A powerful group of U.K. retail businesses is calling on the mayor of London to abandon plans to extend an existing congestion charge to include electric vans.

The Guardian reports that, on December 25, 2025, drivers of all electric vehicles will start ­having to pay the same £15 ($20) per day charge in central London as those driving petrol and diesel ­vehicles.

Grocery and e-commerce chain Ocado, the U.K. AA (formerly the Automobile Association), and Openreach, a telephone infrastructure maintenance company, were among those that signed an open letter to mayor Sadiq Khan calling for a halt to the expansion.

The mayor has previously defended his decision saying that the congestion charge, introduced in February 2003, was originally created to relieve traffic in central London while electric vehicles have increased from 20,000 six years ago to 112,000.

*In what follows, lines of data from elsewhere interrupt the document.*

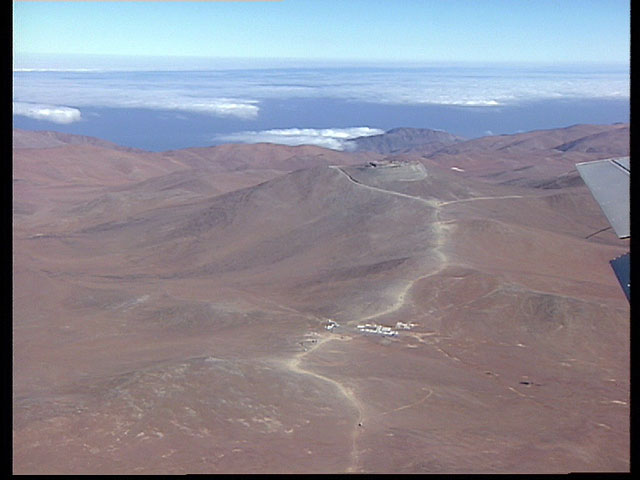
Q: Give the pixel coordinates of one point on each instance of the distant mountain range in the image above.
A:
(402, 140)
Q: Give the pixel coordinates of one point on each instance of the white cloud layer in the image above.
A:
(333, 138)
(49, 113)
(238, 93)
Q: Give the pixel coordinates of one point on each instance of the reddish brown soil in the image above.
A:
(170, 310)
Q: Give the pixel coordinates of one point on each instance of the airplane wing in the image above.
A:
(608, 181)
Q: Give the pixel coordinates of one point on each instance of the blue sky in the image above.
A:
(547, 31)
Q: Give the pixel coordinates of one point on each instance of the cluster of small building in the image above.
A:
(331, 325)
(379, 329)
(405, 326)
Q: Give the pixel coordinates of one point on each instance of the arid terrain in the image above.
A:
(443, 307)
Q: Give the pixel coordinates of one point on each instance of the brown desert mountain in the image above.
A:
(274, 309)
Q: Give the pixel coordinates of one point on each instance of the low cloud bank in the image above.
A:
(333, 138)
(49, 113)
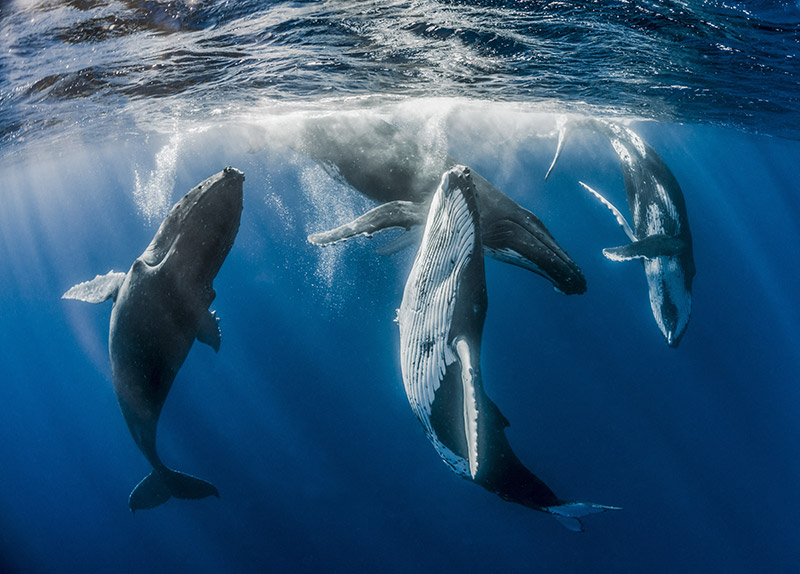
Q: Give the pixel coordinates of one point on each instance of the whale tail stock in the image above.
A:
(159, 486)
(569, 513)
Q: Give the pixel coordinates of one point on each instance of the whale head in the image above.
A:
(670, 296)
(197, 234)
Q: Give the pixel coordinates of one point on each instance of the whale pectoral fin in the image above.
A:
(568, 513)
(208, 330)
(650, 247)
(403, 214)
(99, 289)
(411, 237)
(623, 223)
(562, 134)
(470, 402)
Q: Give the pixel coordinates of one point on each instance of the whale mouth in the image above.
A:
(527, 243)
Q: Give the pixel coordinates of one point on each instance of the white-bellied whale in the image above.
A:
(441, 325)
(161, 305)
(660, 234)
(389, 166)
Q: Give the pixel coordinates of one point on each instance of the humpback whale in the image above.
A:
(160, 306)
(441, 321)
(660, 234)
(390, 167)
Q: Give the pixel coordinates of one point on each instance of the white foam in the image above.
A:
(153, 191)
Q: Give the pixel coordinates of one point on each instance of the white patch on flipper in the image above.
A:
(426, 312)
(470, 404)
(623, 223)
(665, 278)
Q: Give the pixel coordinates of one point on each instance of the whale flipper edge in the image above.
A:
(650, 247)
(97, 290)
(208, 330)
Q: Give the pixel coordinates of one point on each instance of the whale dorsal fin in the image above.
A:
(623, 223)
(403, 214)
(650, 247)
(208, 330)
(99, 289)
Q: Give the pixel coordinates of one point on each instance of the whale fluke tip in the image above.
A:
(569, 513)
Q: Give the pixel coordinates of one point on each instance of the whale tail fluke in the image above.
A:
(569, 513)
(158, 487)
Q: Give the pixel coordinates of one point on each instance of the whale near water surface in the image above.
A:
(161, 306)
(441, 320)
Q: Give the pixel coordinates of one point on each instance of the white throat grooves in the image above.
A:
(426, 312)
(470, 404)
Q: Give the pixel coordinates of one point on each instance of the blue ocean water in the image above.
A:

The ­businesses say introducing the charge for EVs will hinder the already sluggish take-up of electric vans used for deliveries to homes and businesses. Only 5.9% of new vans sold in 2023 were electric, and last week the car industry said it was also struggling to sell electric cars without government incentives. According to The Guardian, the growth in home deliveries in the U.K. has seen carbon emissions from vans rise by 63% since 1990, while emissions from cars has fallen over the same period.

City congestion charges have failed to catch on in the U.S., with an embarrassing last-minute pullback on what would have been the first program of its kind in the country, in New York earlier this year. According to NBC News, New York’s Metropolitan Transportation Authority board overwhelmingly voted to approve congestion pricing in December 2023, saying charging drivers to enter sections of Manhattan would contribute millions of dollars to the aging transit system. Cars would be charged an additional $15 to enter Manhattan at 61st Street and below, while trucks would be charged between $24 and $36, depending on size

The program was scheduled to start June 30, and cameras and infrastructure had been installed all over the city, but the MTA abruptly pulled the plug June 5, and has not set a new date for implementation.